The pre-processed molten steel 1 used in Comparative Example 1 is molten steel that has been melted into 0.04% carbon and 0.25% manganese from hot metal in a 250t converter and tapped into a ladle 2 in an undeoxidized state. The molten steel temperature was 1635°C. after that,
The immersion tube 3 was immersed in the molten steel while blowing argon gas at 25 Nm ³ /hr from the porous plug 4 placed at the bottom of the ladle, and the converter slag 5 in the immersion tube was discharged to the outside of the immersion tube.
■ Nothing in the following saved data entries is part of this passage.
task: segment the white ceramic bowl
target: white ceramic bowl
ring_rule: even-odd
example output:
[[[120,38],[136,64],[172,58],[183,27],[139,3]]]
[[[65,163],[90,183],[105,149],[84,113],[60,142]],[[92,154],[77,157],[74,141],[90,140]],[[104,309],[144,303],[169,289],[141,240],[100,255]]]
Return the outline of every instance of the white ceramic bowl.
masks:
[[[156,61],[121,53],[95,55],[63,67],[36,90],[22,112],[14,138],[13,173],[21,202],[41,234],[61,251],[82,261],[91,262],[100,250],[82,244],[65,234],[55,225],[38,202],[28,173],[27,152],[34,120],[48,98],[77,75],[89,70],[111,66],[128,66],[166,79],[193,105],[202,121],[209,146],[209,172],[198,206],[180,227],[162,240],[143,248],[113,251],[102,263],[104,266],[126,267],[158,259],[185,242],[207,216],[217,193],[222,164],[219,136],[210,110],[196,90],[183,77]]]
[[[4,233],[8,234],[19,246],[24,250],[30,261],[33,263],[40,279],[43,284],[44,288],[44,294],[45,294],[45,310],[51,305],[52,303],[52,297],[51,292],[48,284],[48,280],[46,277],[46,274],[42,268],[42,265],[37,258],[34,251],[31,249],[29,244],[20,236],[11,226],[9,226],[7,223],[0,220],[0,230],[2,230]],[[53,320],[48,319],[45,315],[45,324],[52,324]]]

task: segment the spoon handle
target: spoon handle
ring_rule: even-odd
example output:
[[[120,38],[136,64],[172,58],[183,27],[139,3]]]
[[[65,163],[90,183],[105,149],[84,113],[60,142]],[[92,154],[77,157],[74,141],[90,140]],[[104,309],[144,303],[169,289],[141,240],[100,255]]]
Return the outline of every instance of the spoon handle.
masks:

As a result, 80% of the surface area of the molten steel inside the immersion tube was exposed.

Next, using a top-blowing lance 6 placed 1 m from the molten steel surface, a mixed gas of oxygen gas and argon with an oxygen partial pressure adjusted to 0.6 atmospheres was introduced at a flow rate.
Decarburization treatment was performed for 20 minutes by spraying the surface of the molten steel at 25000Nm ³ /hr.

After decarburization, the carbon content of the molten steel was 0.021%, the manganese content was 0.17%, and the molten steel temperature was 1610°C.

The pre-processed molten steel 1 used in Comparative Example 2 is molten steel that has been melted into 0.04% carbon and 0.25% manganese from hot metal in a 250t converter, and is tapped into a ladle 2 in an undeoxidized state. The molten steel temperature was 1635°C.

Next, with the 30 mm thick converter slag remaining in the ladle, a mixed gas of oxygen gas and argon with the oxygen partial pressure adjusted to 0.1 atm using a top blowing lance placed 1 m from the molten steel surface. , the flow rate
Decarburization treatment was performed for 20 minutes by spraying the surface of the molten steel at 25,000 Nm ³ /hr.

The carbon content of the molten steel after decarburization treatment was 0.022%, manganese 0.18%, and the molten steel temperature was 1605°C.

As described above, by applying the method of the present invention to the decarburization treatment of molten steel, it has become possible to easily and inexpensively produce ultra-low carbon steel.

(Effects of the Invention) According to the present invention, compared to the conventional melting method for ultra-low carbon steel, there is almost no need for modification or new installation of expensive degassing equipment, etc., and it is possible to simply reduce slag on the melting surface. By adjusting the oxygen partial pressure of the blown mixed gas, the carbon content can be reduced to 50ppm within 30 minutes, the same as when using a normal RH vacuum degassing device.
It has also become possible to produce ultra-low carbon steel. As described above, according to the present invention, molten steel can be decarburized more easily and reliably than conventional methods. Further, excellent effects such as accurate decarburization on an industrial scale can be obtained.

[Brief explanation of the drawing]

FIG. 1 is an explanatory diagram showing an example of a method of implementing the present invention. 1... Molten steel, 2... Ladle, 3... Immersion tube, 5...
...Converter slag, 6...Top blow lance.

Claims (1)

[Claims] 1. Adjust the oxygen partial pressure to 0.5 to 0.01 atm on the surface of molten steel with a carbon content of 0.04 to 0.02%, which reduces the area occupied by oxidizing slag on the surface of the steel in the ladle to 20% or less of the surface area of the molten steel. A method for producing ultra-low carbon steel that decarburizes molten steel by blowing a mixed gas of oxidizing gas and inert gas to suppress oxidation of the molten steel and produce molten steel with a carbon content of 0.02% or less.